In all, Secory umpired in nine official no-hitters in his career, which set an NL record for umpires and was then one short of the major league record held by Silk O'Loughlin. Secory tied Bob Emslie's NL record of eight no-hitters on May 1, 1969, when he worked second base in Don Wilson's 4–0 gem; after Augie Donatelli also tied the record later that year, Secory broke it by working in his ninth no-hitter on June 12, 1970, officiating at first base in Dock Ellis' 2–0 win. After Secory's retirement, Donatelli tied his record in 1972, and Tom Gorman tied it in 1976 before Paul Pryor broke it upon working in his 10th no-hitter in 1978. Secory was also behind the plate on May 26, 1956, when three Cincinnati Reds pitchers held the Milwaukee Braves hitless for nine innings before losing in the 10th, being the first time in major league history where multiple pitchers combined to throw nine innings without allowing a hit.
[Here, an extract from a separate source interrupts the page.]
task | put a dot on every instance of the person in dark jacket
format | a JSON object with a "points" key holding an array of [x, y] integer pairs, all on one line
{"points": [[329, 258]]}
He was again at second base for the second game of a doubleheader at Shea Stadium on May 31, 1964, between the New York Mets and the San Francisco Giants, when the two teams battled for 23 innings before the Giants won 8–6, setting a record for the longest game ever at 7 hours 23 minutes.

==Personal life==
Secory married Vonda Conner on February 7, 1938, and they had two children. A resident of Port Huron, Michigan, since the 1940s, Secory died there at age 82.